For his birthday there’s a movie in one of the Rooms. The wall is the screen. It’s so crowded there’s hardly any room to sit. A lot of children from different Groups want to see the movie. It’s Hansel and Gretel .
I’m a bit scared when the witch puts Hansel in a cage. Gilead holds my hand. It’s the first time I’m holding a child’s hand to be less scared. That means something but I’m not sure what.
    Our First Year
    5 February 1949. Another day without bread. Some time in the future, when we have a chance to relax, and these days are no more than fond, rugged memories, perhaps someone will sit down and write the story of what we will call the Saga of Bread. Our bread comes from Safed, something like 27 kilometres away, which means, since we have no transportation, that a team of our boys has to set out every other day or so, by hitch-hiking or by walking, to pick it up.
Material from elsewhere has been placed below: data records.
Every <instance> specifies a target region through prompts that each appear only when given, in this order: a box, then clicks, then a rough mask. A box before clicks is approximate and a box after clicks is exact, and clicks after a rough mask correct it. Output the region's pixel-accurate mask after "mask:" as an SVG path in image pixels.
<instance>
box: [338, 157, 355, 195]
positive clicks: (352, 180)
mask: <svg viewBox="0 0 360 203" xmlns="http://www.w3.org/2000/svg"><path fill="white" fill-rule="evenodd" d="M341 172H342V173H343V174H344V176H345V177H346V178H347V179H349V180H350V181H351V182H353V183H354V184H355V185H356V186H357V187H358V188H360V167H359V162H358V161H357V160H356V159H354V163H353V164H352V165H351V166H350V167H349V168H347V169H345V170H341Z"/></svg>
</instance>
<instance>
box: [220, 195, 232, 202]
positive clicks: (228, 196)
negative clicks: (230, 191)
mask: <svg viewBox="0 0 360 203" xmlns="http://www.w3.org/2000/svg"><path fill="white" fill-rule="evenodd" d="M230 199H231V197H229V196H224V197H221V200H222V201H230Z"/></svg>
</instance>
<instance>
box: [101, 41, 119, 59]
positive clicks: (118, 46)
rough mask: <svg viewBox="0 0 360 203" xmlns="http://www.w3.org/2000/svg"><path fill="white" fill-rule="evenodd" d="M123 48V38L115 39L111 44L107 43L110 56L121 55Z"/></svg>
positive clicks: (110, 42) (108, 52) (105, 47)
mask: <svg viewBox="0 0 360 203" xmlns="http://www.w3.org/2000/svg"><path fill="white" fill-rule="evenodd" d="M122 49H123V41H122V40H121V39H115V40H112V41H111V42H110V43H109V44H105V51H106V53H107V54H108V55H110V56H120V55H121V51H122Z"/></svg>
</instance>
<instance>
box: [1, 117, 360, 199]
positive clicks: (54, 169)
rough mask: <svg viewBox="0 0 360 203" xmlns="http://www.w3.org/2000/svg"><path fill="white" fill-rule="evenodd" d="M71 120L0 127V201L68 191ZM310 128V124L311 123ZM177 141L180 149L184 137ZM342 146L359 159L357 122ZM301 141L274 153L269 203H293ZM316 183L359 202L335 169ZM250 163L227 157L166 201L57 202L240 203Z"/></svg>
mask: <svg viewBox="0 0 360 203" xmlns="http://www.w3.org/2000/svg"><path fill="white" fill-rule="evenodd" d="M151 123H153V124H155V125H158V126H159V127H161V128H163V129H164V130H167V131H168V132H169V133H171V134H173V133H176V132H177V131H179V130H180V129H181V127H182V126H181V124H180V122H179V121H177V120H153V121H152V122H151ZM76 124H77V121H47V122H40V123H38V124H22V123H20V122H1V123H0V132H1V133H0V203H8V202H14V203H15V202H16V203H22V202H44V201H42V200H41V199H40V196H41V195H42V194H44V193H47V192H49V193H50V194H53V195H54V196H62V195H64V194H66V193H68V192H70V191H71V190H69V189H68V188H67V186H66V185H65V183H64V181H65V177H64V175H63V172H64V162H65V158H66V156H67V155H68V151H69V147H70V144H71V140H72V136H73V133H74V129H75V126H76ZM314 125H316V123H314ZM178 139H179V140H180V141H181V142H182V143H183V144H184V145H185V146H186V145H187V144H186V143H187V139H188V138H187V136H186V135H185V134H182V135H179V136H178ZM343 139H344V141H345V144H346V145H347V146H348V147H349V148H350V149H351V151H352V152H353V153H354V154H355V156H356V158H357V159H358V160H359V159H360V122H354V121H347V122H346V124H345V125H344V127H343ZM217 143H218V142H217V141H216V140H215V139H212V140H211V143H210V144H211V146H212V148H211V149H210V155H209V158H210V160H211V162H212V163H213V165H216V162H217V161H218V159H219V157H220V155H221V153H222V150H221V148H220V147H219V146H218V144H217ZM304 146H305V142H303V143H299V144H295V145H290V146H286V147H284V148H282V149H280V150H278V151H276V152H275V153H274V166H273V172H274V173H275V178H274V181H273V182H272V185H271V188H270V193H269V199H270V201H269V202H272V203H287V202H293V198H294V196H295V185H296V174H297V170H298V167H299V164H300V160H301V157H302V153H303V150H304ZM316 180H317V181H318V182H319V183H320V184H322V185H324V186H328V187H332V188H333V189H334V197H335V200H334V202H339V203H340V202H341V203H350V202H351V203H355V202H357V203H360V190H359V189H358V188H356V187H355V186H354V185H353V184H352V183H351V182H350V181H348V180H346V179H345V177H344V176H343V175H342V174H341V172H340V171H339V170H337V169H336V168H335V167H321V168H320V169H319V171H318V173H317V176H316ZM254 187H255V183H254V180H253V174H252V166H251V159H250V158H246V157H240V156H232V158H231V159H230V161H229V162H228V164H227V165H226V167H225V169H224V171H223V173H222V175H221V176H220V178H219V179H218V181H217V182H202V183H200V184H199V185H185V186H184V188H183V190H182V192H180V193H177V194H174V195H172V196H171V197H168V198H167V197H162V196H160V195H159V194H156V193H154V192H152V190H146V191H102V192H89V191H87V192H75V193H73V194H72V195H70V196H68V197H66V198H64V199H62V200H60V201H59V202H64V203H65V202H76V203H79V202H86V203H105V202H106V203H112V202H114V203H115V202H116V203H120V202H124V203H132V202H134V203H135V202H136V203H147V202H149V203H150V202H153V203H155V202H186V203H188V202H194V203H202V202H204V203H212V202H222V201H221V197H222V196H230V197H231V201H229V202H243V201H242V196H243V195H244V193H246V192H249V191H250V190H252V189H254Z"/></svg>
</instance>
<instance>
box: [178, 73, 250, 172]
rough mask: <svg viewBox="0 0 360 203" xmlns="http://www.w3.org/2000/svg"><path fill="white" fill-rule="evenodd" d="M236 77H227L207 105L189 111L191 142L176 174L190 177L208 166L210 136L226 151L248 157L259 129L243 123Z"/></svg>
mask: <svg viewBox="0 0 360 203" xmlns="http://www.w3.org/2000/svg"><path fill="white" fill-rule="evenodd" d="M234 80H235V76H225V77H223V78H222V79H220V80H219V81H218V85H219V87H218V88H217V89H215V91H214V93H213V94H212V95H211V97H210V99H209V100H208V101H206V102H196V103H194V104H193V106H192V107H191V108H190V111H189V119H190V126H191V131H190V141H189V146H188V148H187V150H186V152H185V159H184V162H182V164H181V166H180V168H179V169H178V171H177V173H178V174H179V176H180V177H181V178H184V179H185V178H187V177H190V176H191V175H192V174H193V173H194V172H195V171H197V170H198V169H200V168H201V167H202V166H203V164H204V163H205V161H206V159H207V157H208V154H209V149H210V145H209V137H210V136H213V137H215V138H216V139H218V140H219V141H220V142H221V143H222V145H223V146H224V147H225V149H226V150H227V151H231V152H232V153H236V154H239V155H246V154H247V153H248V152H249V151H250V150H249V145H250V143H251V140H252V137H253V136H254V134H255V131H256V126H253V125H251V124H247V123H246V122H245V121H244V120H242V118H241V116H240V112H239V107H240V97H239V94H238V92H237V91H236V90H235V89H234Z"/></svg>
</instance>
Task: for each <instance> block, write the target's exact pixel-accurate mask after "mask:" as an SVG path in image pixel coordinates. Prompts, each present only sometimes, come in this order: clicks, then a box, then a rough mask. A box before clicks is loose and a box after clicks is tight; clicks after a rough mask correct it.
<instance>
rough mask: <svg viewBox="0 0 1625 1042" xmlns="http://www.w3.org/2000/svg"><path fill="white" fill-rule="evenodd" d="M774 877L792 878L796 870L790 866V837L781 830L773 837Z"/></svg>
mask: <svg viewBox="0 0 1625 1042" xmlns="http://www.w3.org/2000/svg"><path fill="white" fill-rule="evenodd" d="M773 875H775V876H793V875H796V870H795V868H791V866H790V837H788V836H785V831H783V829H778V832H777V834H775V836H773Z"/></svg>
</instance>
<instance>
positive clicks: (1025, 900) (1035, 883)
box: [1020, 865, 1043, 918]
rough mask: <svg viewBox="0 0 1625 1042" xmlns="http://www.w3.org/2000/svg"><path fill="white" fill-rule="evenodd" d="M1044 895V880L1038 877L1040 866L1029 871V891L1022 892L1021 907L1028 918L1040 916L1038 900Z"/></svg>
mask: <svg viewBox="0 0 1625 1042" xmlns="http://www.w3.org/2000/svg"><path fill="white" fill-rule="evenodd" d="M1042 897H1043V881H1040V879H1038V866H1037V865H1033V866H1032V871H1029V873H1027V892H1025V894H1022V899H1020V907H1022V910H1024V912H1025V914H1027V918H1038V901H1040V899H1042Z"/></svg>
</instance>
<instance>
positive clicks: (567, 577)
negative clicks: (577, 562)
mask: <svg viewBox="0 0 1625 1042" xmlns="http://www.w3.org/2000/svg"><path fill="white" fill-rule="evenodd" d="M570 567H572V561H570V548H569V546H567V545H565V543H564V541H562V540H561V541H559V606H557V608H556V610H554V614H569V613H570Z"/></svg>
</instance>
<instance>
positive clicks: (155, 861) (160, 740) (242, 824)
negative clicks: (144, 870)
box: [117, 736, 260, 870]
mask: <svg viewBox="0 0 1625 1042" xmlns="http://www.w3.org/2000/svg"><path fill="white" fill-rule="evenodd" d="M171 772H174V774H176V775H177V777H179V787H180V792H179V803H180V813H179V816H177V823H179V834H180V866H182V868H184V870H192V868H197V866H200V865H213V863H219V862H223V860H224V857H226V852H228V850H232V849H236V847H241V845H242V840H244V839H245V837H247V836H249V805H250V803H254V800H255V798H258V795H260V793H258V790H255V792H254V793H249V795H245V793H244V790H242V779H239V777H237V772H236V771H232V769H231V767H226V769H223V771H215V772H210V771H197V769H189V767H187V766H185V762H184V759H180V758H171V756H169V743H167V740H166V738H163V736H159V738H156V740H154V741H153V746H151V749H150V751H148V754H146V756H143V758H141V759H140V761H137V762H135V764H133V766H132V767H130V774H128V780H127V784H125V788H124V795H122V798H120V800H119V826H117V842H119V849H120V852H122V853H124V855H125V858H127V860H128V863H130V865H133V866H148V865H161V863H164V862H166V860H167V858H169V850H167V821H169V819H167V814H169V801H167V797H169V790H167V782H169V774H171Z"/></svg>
    Sometimes they get a ride, sometimes they don’t. To tramp up and down these hills with a heavy sack of bread on one’s shoulders, in rain or hail or snow, is no joke, and since I’ve never done it myself, being a mere woman, I’m not competent to describe the intensity of the experience.
    This week, Amos came home so weatherbeaten and exhausted from the trip that he couldn’t drag the bread up the hill the last 500 metres, and he was in bed for two days after the trek.
    Dori
Shoshana is in a bad mood again. Lulu and Elan have to soak their tushies in a pail of water because they have itchy spots. They’re not allowed to scratch because scratching makes it worse. But it’s like when you have a mosquito bite—you just can’t help scratching.
But it seems Shoshana caught Elan scratching.
She grabs two rags from the rag-bag and then she grabs Elan and throws him on a bed. Gilead’s bed. She makes us all come with her. She ties Elan’s wrists to the metal part of the bed so he won’t scratch. We all have to stand next to the bed and watch and laugh. We’re not laughing but Shoshana pretends we are.